Proces z dokumentów
SB oskarżają jej własne dokumenty. W szyfrogramach generałowie pisali, że trzeba manipulować prokuratorskim śledztwem
- Śledztwa w sprawie śmierci Stanisława Pyjasa Proces z dokumentów
Klatka schodowa przy ulicy Szewskiej 7 w Krakowie. Tutaj znaleziono ciało Stanisława Pyjasa. FOT. ŁUKASZ TRZCIŃSKI
JERZY MORAWSKI
Obywatelka Kanady Anna K. znalazła ponad dwadzieścia lat temu okulary Stanisława Pyjasa. Z urwanym zausznikiem i grubymi szkłami. W kamienicy przy ulicy Szewskiej 7 w Krakowie, gdzie odkryto jego zwłoki, Anna B. prowadziła cukiernię. Kilka dni po wydarzeniu udała się do piwnicy. Przeszła przez wahadłowe drzwi w korytarzu, wyszła na podwórze i wkroczyła po stromych schodkach do piwnicy. Stał tam agregat do robienia lodów.
Annę B. zdziwiło, że piwnica jest wysprzątana. Zawsze agregat pokryty był dużą warstwą kurzu, a podłoga usiana pyłem. Pod ścianą znalazła druciane okulary z urwanym zausznikiem, przyklejonym plastrem. Cichy wspólnik, którego poinformowała o odkryciu, kazał jej milczeć. Po kamienicy kręcił się tłum funkcjonariuszy. Przy bramie wejściowej studenci zapalali świeczki. Świeczki natychmiast usuwali smutni cywile.
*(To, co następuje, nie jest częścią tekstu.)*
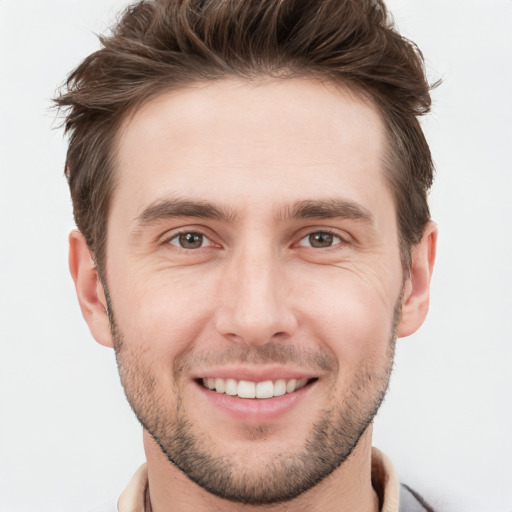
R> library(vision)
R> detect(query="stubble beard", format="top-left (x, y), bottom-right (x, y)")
top-left (109, 297), bottom-right (401, 505)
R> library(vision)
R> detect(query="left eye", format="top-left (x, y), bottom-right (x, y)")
top-left (299, 231), bottom-right (342, 249)
top-left (169, 231), bottom-right (211, 249)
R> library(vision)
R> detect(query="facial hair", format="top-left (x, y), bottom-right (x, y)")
top-left (107, 295), bottom-right (401, 505)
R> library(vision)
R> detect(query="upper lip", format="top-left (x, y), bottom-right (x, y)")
top-left (193, 366), bottom-right (318, 382)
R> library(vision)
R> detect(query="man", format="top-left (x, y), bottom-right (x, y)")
top-left (57, 0), bottom-right (437, 512)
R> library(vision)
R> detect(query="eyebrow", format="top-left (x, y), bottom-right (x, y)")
top-left (135, 198), bottom-right (374, 228)
top-left (135, 199), bottom-right (235, 227)
top-left (278, 198), bottom-right (374, 224)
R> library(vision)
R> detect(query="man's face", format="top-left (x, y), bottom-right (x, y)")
top-left (106, 79), bottom-right (403, 503)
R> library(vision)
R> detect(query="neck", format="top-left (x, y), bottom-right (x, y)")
top-left (144, 426), bottom-right (379, 512)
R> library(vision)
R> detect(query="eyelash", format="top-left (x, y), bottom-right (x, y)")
top-left (163, 229), bottom-right (348, 251)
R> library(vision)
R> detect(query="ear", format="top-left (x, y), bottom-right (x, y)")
top-left (397, 221), bottom-right (437, 338)
top-left (69, 231), bottom-right (114, 347)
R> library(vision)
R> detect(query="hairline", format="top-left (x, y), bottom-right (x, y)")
top-left (95, 74), bottom-right (414, 282)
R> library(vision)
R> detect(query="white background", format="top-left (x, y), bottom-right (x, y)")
top-left (0, 0), bottom-right (512, 512)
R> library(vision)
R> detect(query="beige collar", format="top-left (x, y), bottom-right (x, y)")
top-left (117, 447), bottom-right (400, 512)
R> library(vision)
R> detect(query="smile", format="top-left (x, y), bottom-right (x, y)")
top-left (201, 378), bottom-right (316, 398)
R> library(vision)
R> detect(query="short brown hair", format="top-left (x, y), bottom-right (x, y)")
top-left (55, 0), bottom-right (433, 274)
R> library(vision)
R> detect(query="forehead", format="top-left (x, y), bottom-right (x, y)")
top-left (112, 79), bottom-right (388, 218)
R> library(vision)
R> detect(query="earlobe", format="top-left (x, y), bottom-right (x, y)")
top-left (397, 221), bottom-right (437, 338)
top-left (69, 231), bottom-right (114, 347)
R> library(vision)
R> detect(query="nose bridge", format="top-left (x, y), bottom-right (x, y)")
top-left (218, 237), bottom-right (295, 344)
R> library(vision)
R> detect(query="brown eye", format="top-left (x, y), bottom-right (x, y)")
top-left (169, 232), bottom-right (207, 249)
top-left (299, 231), bottom-right (341, 249)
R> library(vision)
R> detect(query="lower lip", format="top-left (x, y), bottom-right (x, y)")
top-left (196, 381), bottom-right (316, 423)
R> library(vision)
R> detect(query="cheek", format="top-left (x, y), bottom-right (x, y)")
top-left (109, 269), bottom-right (216, 365)
top-left (302, 275), bottom-right (399, 374)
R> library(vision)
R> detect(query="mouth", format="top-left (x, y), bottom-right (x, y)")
top-left (197, 377), bottom-right (318, 399)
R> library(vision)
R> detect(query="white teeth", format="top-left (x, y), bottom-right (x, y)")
top-left (238, 380), bottom-right (256, 398)
top-left (274, 379), bottom-right (286, 396)
top-left (286, 379), bottom-right (297, 393)
top-left (226, 379), bottom-right (238, 396)
top-left (203, 377), bottom-right (308, 398)
top-left (256, 380), bottom-right (274, 398)
top-left (215, 379), bottom-right (226, 393)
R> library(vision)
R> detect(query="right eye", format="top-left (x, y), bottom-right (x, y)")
top-left (168, 231), bottom-right (213, 250)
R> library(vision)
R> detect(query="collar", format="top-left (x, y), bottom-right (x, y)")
top-left (117, 447), bottom-right (400, 512)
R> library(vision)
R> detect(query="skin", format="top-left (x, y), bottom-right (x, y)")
top-left (70, 79), bottom-right (437, 512)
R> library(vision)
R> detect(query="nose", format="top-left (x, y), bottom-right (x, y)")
top-left (215, 243), bottom-right (297, 345)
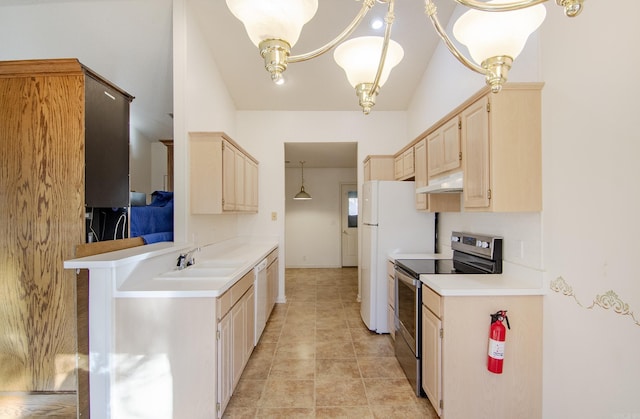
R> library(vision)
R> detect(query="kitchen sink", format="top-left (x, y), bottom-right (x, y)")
top-left (155, 264), bottom-right (238, 280)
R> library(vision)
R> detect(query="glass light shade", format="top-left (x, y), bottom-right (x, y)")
top-left (453, 0), bottom-right (547, 65)
top-left (333, 36), bottom-right (404, 87)
top-left (226, 0), bottom-right (318, 47)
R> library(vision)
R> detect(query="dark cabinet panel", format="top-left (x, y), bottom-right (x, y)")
top-left (85, 72), bottom-right (133, 208)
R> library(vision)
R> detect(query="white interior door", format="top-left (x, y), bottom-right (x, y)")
top-left (340, 183), bottom-right (358, 266)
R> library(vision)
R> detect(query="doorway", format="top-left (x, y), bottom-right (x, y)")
top-left (284, 142), bottom-right (358, 268)
top-left (340, 183), bottom-right (358, 268)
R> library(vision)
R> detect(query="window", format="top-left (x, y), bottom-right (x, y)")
top-left (347, 191), bottom-right (358, 228)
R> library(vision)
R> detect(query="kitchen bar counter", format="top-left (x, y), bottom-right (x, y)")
top-left (388, 253), bottom-right (546, 296)
top-left (64, 238), bottom-right (278, 298)
top-left (64, 238), bottom-right (278, 419)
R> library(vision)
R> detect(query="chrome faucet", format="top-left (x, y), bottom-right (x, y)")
top-left (176, 247), bottom-right (200, 270)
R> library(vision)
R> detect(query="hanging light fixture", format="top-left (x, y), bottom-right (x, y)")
top-left (333, 36), bottom-right (404, 115)
top-left (226, 0), bottom-right (584, 110)
top-left (293, 160), bottom-right (311, 201)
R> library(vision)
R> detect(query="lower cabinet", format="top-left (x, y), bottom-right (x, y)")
top-left (387, 261), bottom-right (396, 340)
top-left (422, 305), bottom-right (442, 415)
top-left (264, 249), bottom-right (279, 322)
top-left (421, 285), bottom-right (542, 419)
top-left (216, 271), bottom-right (255, 417)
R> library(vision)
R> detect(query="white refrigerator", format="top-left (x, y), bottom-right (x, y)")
top-left (360, 180), bottom-right (435, 333)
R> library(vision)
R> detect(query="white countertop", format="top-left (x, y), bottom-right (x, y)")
top-left (388, 253), bottom-right (546, 296)
top-left (64, 238), bottom-right (278, 298)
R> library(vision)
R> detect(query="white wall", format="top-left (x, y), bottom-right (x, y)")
top-left (235, 111), bottom-right (407, 301)
top-left (129, 128), bottom-right (153, 196)
top-left (173, 0), bottom-right (238, 245)
top-left (284, 168), bottom-right (357, 268)
top-left (151, 141), bottom-right (168, 192)
top-left (409, 0), bottom-right (640, 419)
top-left (541, 0), bottom-right (640, 419)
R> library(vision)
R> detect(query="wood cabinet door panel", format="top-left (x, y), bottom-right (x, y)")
top-left (442, 118), bottom-right (460, 172)
top-left (461, 97), bottom-right (490, 208)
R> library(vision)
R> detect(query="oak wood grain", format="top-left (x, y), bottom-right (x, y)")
top-left (0, 60), bottom-right (84, 417)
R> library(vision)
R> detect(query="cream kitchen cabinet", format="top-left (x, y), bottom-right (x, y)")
top-left (189, 132), bottom-right (258, 214)
top-left (216, 270), bottom-right (255, 417)
top-left (363, 156), bottom-right (395, 182)
top-left (427, 116), bottom-right (462, 178)
top-left (266, 249), bottom-right (279, 320)
top-left (422, 285), bottom-right (542, 419)
top-left (413, 137), bottom-right (461, 212)
top-left (387, 260), bottom-right (396, 340)
top-left (460, 83), bottom-right (542, 212)
top-left (394, 146), bottom-right (415, 180)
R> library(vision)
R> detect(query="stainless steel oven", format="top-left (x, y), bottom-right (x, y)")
top-left (395, 232), bottom-right (502, 396)
top-left (395, 265), bottom-right (422, 395)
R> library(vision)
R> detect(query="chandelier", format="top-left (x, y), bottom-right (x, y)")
top-left (226, 0), bottom-right (584, 114)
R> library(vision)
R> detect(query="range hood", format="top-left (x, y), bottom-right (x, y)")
top-left (416, 172), bottom-right (462, 193)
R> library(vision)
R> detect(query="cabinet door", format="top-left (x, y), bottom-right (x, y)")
top-left (243, 286), bottom-right (256, 360)
top-left (222, 141), bottom-right (237, 211)
top-left (267, 259), bottom-right (278, 319)
top-left (442, 117), bottom-right (461, 171)
top-left (393, 154), bottom-right (404, 180)
top-left (402, 147), bottom-right (415, 178)
top-left (422, 306), bottom-right (442, 416)
top-left (413, 138), bottom-right (429, 210)
top-left (427, 117), bottom-right (460, 177)
top-left (364, 160), bottom-right (371, 182)
top-left (217, 313), bottom-right (233, 417)
top-left (427, 129), bottom-right (444, 177)
top-left (235, 150), bottom-right (247, 211)
top-left (461, 96), bottom-right (491, 208)
top-left (231, 301), bottom-right (246, 390)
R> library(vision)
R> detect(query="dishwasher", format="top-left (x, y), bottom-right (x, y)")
top-left (253, 258), bottom-right (267, 345)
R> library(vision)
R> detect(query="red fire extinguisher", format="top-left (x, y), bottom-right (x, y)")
top-left (487, 310), bottom-right (511, 374)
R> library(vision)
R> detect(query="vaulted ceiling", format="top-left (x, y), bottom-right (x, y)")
top-left (0, 0), bottom-right (455, 169)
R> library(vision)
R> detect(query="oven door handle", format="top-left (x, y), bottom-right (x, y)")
top-left (396, 269), bottom-right (420, 288)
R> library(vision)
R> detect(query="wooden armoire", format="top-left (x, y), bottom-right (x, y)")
top-left (0, 59), bottom-right (133, 418)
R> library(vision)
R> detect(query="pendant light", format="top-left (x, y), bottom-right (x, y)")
top-left (293, 160), bottom-right (311, 201)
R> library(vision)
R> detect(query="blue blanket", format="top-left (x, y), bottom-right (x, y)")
top-left (130, 191), bottom-right (173, 243)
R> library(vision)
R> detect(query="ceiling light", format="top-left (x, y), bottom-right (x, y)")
top-left (333, 36), bottom-right (404, 114)
top-left (226, 0), bottom-right (584, 114)
top-left (371, 17), bottom-right (384, 29)
top-left (293, 160), bottom-right (311, 201)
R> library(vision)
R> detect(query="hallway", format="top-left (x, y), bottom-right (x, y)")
top-left (224, 268), bottom-right (438, 419)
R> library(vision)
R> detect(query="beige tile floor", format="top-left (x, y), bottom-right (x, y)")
top-left (224, 268), bottom-right (438, 419)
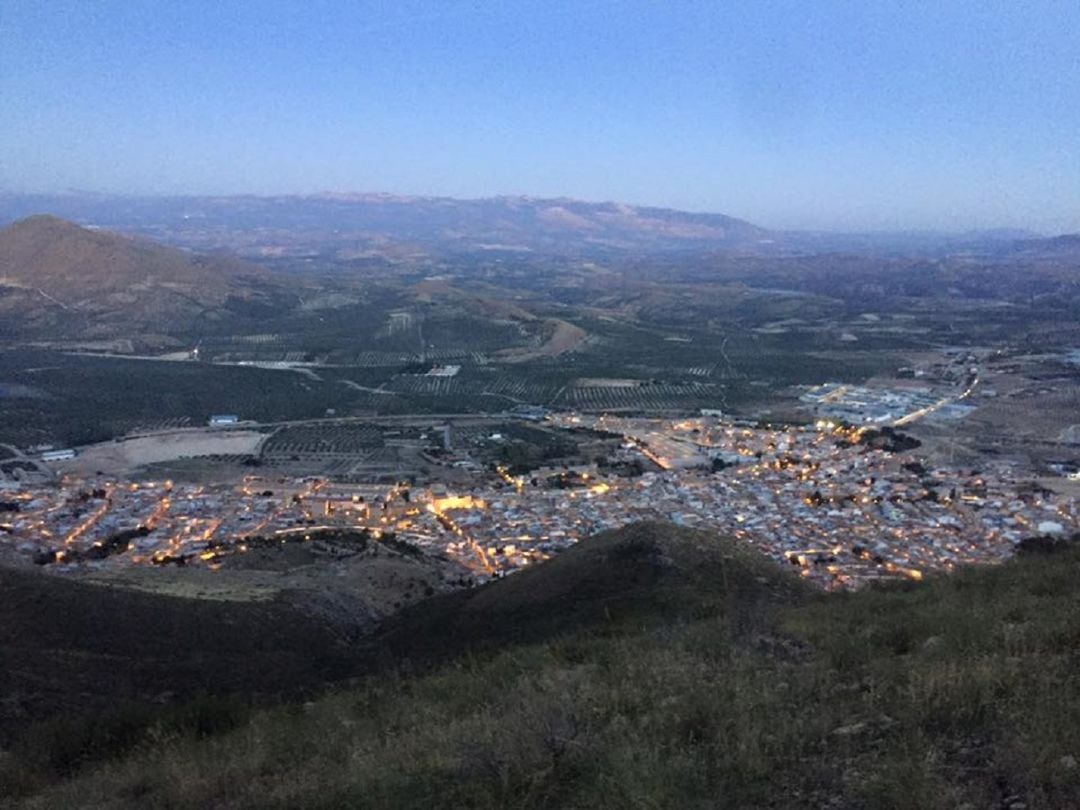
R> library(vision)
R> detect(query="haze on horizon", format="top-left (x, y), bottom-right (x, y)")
top-left (0, 0), bottom-right (1080, 233)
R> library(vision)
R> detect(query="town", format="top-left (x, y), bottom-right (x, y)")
top-left (0, 413), bottom-right (1080, 590)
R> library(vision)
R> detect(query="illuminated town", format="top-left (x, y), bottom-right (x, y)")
top-left (0, 414), bottom-right (1080, 589)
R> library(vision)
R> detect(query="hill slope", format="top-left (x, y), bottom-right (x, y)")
top-left (4, 525), bottom-right (1080, 810)
top-left (0, 215), bottom-right (282, 337)
top-left (0, 193), bottom-right (773, 256)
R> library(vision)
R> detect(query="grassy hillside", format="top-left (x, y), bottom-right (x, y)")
top-left (6, 525), bottom-right (1080, 810)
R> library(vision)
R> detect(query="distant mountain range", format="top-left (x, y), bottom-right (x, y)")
top-left (0, 194), bottom-right (773, 256)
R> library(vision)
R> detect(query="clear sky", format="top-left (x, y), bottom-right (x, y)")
top-left (0, 0), bottom-right (1080, 232)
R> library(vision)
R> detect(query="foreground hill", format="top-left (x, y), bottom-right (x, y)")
top-left (0, 193), bottom-right (771, 257)
top-left (0, 215), bottom-right (287, 338)
top-left (3, 525), bottom-right (1080, 810)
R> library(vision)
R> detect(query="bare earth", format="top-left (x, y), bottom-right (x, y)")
top-left (60, 429), bottom-right (266, 475)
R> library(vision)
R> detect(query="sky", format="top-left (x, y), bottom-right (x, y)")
top-left (0, 0), bottom-right (1080, 233)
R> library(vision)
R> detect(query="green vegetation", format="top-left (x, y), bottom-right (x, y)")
top-left (12, 525), bottom-right (1080, 810)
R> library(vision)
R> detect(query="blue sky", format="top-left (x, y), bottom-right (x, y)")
top-left (0, 0), bottom-right (1080, 232)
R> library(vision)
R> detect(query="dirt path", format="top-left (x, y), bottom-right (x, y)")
top-left (497, 318), bottom-right (589, 363)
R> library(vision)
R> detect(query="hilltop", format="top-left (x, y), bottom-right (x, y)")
top-left (0, 193), bottom-right (771, 258)
top-left (4, 524), bottom-right (1080, 810)
top-left (0, 215), bottom-right (287, 339)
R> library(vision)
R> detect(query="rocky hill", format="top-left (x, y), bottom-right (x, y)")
top-left (0, 193), bottom-right (772, 258)
top-left (6, 524), bottom-right (1080, 810)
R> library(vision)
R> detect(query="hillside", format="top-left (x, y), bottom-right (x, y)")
top-left (3, 525), bottom-right (1080, 810)
top-left (0, 193), bottom-right (771, 259)
top-left (0, 215), bottom-right (275, 339)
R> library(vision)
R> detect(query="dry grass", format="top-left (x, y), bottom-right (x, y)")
top-left (8, 528), bottom-right (1080, 810)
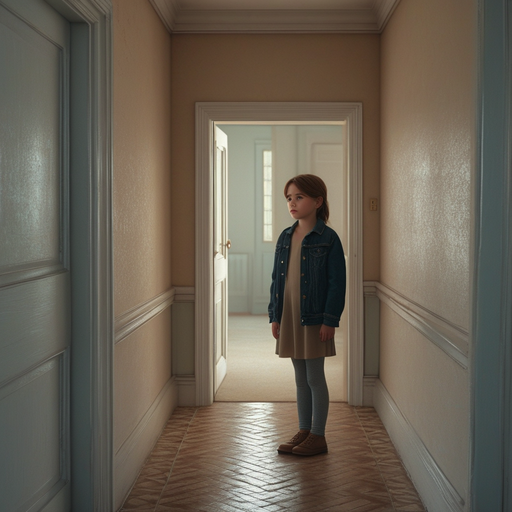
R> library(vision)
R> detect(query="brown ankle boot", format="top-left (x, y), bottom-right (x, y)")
top-left (277, 430), bottom-right (309, 453)
top-left (292, 434), bottom-right (327, 455)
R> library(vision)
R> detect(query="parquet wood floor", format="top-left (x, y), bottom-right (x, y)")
top-left (121, 402), bottom-right (425, 512)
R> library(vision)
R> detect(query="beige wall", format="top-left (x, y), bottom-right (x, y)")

Właścicielka cukierni wyjechała z kraju, osiadła w Kanadzie. Prokurator Krzysztof Urbaniak z krakowskiej prokuratury w połowie lat dziewięćdziesiątych wysłuchał
...
Archiwum Rzeczpospolitej to wygodna wyszukiwarka archiwalnych tekstów opublikowanych na łamach dziennika od 1993 roku. Unikalne źródło wiedzy o Polsce i świecie, wzbogacone o perspektywę ekonomiczną i prawną.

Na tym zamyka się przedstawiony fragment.